Voor renovatie en herstel (maar ook vergroting) van een woning die minimaal twee jaar oud is, geldt tussen 1 oktober 2010 en 1 juli 2011 een verlaagd btw-tarief van 6 procent (in plaats van 19 procent). Dit lage btw-tarief is van toepassing als de werkzaamheden zijn afgerond op of na 1 oktober 2010 en voor 1 juli 2011 en geldt alleen voor arbeidsloon, niet voor materialen. Om ervoor te zorgen dat het voordeel ook daadwerkelijk bij de woningeigenaren terechtkomt, hebben verschillende overkoepelende bouworganisaties (zoals Bouwend Nederland en MKB-Nederland) hun inzet toegezegd. In combinatie met het vrijgeven van het spaarloon hoopt de minister op een forse toename in (ver)bouwend Nederland.
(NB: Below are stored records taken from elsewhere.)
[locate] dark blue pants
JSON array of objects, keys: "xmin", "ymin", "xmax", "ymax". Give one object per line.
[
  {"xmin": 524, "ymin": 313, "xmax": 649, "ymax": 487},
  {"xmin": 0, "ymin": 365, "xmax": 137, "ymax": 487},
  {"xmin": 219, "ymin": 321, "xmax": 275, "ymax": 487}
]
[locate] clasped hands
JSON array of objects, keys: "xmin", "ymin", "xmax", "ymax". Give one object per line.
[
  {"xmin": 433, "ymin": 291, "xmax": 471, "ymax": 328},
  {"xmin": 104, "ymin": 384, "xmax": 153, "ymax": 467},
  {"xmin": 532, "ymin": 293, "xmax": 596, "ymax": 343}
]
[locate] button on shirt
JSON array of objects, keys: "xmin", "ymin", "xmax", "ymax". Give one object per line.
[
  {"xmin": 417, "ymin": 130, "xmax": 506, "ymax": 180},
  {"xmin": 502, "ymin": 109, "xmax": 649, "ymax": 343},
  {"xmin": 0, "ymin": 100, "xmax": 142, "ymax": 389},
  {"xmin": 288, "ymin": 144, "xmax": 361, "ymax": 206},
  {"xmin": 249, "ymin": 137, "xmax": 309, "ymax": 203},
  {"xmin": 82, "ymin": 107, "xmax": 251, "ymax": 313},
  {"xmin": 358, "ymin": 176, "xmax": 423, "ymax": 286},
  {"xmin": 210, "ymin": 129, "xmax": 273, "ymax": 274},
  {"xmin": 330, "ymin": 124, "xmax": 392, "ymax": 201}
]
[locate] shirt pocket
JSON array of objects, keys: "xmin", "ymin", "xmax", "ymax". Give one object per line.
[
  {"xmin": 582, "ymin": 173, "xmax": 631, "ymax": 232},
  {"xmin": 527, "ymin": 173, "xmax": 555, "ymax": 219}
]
Voordelen rond de Nationale Hypotheek Garantie (NHG). De NHG houdt in dat bij het afsluiten van een hypothecaire lening de Stichting Waarborgfonds Eigen Woningen borg staat voor de lening. Dit heeft tot gevolg dat een geldverstrekker (bijvoorbeeld een bank) een lagere hypotheekrente berekent, wat uiteraard gunstig is voor de (startende) woningeigenaar.
Net als in de periode tussen juli 2009 en eind 2010 ligt de grens voor een hypotheek met NHG-garantie ook in 2011 op 350.000 euro. Dat betekent dat kopers een jaar langer kunnen profiteren van de voordelen van de hogere NHG-grens.
De periode waarin woningeigenaren recht hebben op dubbele hypotheekrenteaftrek (bijvoorbeeld wanneer zij een nieuwe woning gekocht hebben terwijl de oude woning nog niet is verkocht) gaat van twee naar drie jaar. Deze tijdelijke regeling vervalt eind 2012 en geldt alleen indien een van beide woningen leegstaat.
Indien een woningeigenaar twee woningen heeft waarvan er één tijdelijk wordt verhuurd in afwachting van verkoop, dan geldt voor deze tweede woning de dubbele hypotheekrenteaftrek in beginsel niet. Sinds 1 januari 2010 bestaat er echter een regeling waarbij woningeigenaren ná een tijdelijke verhuurperiode weer recht hebben op dubbele hypotheekrenteaftrek voor de resterende periode tot drie jaar. Deze tijdelijke regeling wordt met één jaar verlengd en loopt nu tot eind 2012.
Als in 2011 een woning wordt gekocht en deze binnen één jaar wordt doorverkocht, dan is bij de tweede verkoop alleen overdrachtsbelasting verschuldigd over de eventuele winst. Dit is een uitbreiding van de wettelijke termijn van een halfjaar waarbinnen een woning kan worden doorverkocht zonder (volledige) heffing van overdrachtsbelasting.
De derde dinsdag
De geschatte totale kosten van deze maatregelen bedragen 195 miljoen euro. Ervan uitgegaan dat er in Nederland circa 4 miljoen koopwoningen zijn, lijkt het pakket wel erg summier. Gaan deze maatregelen op enigerlei wijze bijdragen aan het op gang helpen van een onzekere woningmarkt?
In combinatie met een structurele fiscale hervorming van de woningmarkt is dat zeker mogelijk. Het wachten is dan ook op de derde dinsdag van september, al zullen de belangrijke dossiers (bijvoorbeeld de hypotheekrenteaftrek) wellicht worden doorgeschoven naar het moment waarop een nieuw kabinet zijn plannen presenteert.